HER2-low is defined as immunohistochemistry [IHC] 1 or IHC 2. But when we measure what people have called IHC 1 and IHC 2, it’s all over the map. Sometimes it’s below the limit of detection. Sometimes it’s almost as high as HER2-amplified levels, because it’s tricky for pathologists to determine the exact level, and there’s a lot of variability depending on their lab’s stains or standardization. Most labs don’t standardize their stains, or they run [the assays] until the pathologists like what they look like, and that’s what we’ve done for the past 50 years. There is not an impetus to change, but now that we’re required to [read] these subtle [levels] on assays that weren’t built for this subtlety and built in the wrong dynamic range, some labs are beginning to standardize their staining so they can be sure they’re providing the best possible diagnosis for HER2 vote.

How can pathologists collaborate more effectively with breast oncologists to ensure optimal treatment charges?

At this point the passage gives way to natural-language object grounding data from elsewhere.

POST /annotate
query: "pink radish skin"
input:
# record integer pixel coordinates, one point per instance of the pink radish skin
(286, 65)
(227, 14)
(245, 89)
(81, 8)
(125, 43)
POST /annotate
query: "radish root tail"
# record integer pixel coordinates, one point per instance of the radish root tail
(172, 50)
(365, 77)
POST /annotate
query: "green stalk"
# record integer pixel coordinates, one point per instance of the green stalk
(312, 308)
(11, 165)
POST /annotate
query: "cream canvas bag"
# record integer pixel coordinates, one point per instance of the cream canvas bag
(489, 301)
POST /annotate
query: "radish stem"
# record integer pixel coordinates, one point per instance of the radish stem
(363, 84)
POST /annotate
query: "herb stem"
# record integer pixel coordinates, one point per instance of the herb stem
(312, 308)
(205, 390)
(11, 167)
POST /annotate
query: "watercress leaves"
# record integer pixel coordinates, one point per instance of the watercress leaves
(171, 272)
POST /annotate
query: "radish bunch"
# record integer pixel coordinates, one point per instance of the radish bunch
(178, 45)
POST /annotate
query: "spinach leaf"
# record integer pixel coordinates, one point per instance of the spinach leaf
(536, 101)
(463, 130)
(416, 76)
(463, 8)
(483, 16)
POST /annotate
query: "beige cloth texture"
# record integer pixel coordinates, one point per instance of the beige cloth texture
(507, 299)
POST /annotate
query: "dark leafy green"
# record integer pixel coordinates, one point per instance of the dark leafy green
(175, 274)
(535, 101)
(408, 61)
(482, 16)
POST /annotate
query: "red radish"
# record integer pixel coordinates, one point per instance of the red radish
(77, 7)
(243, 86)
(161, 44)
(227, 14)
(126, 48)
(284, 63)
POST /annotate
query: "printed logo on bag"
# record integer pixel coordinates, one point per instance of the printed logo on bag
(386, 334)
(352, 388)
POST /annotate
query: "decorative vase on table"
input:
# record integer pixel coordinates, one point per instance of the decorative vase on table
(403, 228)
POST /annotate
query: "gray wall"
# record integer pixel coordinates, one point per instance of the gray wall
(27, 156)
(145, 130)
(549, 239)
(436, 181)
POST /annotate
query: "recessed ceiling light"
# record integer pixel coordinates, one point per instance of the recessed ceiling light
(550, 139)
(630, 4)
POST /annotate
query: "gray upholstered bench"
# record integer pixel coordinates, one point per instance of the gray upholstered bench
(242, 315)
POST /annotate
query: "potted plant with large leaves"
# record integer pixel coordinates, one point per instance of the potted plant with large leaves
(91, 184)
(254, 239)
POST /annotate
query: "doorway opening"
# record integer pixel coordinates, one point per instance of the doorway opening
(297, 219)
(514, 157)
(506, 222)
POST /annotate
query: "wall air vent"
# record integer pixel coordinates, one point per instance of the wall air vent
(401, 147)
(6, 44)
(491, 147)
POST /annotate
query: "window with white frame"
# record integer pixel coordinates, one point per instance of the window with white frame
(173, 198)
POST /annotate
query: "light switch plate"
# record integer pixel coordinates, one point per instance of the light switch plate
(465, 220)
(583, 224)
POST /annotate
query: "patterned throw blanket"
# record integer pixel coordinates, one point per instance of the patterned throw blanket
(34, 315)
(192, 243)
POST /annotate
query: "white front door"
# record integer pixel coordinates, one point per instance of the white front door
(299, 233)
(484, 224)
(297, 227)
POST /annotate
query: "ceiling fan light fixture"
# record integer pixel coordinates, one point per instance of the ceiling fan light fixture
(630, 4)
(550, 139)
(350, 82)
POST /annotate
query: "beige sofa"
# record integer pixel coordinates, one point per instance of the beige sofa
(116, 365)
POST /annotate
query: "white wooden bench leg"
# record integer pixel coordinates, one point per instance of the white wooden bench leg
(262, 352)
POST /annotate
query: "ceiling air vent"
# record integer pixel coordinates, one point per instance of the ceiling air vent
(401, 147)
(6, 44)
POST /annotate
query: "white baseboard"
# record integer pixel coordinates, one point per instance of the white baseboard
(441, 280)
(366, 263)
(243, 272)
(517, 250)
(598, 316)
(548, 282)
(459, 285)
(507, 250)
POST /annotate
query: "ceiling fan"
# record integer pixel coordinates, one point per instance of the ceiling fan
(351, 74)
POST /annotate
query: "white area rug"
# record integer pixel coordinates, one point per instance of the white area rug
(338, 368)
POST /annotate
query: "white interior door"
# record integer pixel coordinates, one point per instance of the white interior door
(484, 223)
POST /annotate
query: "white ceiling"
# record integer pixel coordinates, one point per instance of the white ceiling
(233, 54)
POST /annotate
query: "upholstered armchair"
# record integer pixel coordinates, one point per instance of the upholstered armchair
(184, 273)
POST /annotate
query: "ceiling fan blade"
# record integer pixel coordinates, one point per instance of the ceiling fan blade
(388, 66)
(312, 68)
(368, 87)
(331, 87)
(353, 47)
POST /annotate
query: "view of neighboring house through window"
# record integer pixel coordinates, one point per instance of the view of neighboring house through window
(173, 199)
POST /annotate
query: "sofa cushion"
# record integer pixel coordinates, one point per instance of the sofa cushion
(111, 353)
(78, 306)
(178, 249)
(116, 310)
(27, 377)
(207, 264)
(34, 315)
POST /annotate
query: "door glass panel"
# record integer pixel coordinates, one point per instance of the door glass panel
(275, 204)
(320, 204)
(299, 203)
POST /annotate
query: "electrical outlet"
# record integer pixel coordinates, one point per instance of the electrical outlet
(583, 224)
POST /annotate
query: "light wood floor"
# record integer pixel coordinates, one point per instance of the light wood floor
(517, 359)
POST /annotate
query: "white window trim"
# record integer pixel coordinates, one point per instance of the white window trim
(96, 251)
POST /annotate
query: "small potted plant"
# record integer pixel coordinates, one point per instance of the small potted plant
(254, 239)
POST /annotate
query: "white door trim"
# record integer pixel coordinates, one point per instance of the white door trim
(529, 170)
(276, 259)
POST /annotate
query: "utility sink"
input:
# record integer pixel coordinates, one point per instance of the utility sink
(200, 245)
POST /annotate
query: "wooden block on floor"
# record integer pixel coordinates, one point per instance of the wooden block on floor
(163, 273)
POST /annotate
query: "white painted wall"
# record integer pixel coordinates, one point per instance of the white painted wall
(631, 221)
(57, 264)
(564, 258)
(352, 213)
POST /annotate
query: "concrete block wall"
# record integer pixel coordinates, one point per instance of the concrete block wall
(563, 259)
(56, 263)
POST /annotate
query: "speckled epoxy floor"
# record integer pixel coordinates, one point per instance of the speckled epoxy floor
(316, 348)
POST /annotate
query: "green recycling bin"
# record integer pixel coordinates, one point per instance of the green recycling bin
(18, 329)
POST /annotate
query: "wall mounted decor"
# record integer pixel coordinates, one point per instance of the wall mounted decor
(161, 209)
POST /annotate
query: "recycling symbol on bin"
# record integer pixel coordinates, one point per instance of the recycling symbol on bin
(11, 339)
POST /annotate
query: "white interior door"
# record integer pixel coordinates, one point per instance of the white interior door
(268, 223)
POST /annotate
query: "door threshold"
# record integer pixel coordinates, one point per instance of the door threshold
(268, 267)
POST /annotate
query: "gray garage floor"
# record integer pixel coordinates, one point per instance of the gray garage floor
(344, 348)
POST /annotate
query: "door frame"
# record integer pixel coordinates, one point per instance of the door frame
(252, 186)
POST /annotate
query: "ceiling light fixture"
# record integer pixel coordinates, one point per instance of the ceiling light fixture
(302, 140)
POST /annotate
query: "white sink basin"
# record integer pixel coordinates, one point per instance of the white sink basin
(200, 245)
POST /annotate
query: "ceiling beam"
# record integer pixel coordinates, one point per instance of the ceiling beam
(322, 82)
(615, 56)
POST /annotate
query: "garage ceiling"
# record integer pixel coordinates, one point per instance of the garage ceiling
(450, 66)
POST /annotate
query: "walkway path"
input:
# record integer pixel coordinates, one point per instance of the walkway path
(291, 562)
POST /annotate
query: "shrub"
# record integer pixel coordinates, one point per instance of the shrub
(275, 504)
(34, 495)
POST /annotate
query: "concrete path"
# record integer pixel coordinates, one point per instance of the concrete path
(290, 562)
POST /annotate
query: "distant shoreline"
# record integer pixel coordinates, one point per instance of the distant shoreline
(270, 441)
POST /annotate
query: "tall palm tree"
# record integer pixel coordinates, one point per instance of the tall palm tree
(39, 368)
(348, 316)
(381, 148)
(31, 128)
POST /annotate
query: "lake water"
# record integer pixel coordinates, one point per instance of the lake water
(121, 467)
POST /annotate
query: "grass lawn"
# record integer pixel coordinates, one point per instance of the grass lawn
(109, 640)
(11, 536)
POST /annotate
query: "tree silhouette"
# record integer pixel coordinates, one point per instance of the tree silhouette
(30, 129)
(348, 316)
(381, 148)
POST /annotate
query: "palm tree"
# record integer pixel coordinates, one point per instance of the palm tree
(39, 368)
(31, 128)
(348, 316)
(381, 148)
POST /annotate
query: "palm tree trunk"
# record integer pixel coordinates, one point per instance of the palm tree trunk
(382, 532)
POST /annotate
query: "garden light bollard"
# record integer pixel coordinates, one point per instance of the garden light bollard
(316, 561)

Most institutions that have tumor boards include a pathologist, and the pathologist plays a key role of making the diagnosis, as well as helping the oncologist understand the extent of the diagnosis, [the disease] subtype, even the subclass in some cases, and the level of expression on the target. As a pathologist, that part of the therapeutic process shouldn’t be overlooked at all and is important. No patient has cancer until the pathologist says so. A tissue diagnosis is required to make a diagnosis of cancer, and that’s why it’s critical that pathologists play a critical role in the treatment of the patient.

References

1. Wahner A. Breast cancer experts debate the role of ADCs as targeted therapy vs chemotherapy. February 15, 2026. Accessed February 17, 2026. https://www.onclive.com/view/breast-cancer-experts-debate-the-role-of-adcs-as-targeted-therapy-vs-chemotherapy
2. Rimm DL. Dr Rimm on factors that influence treatment sequencing with ADCs in breast cancer. February 3, 2026. Accessed February 17, 2026. https://www.onclive.com/view/dr-rimm-on-factors-that-influence-treatment-sequencing-with-adcs-in-breast-cancer
3. Sgroi D. HER2 low/ultralow: what the pathologist sees. Presented at: 2025 San Antonio Breast Cancer Symposium. December 9-12, 2025. San Antonio, Texas. Abstract CTI-01-03.
4. Chandarlapaty S. Evidence that ADCs are targeted therapy. Presented at: 2025 San Antonio Breast Cancer Symposium. December 9-12, 2025. San Antonio, Texas. Abstract CTI-02.
5. Hurvitz S. Evidence that ADCs are chemotherapy. Presented at: 2025 San Antonio Breast Cancer Symposium. December 9-12, 2025. San Antonio, Texas. Abstract CTI-03.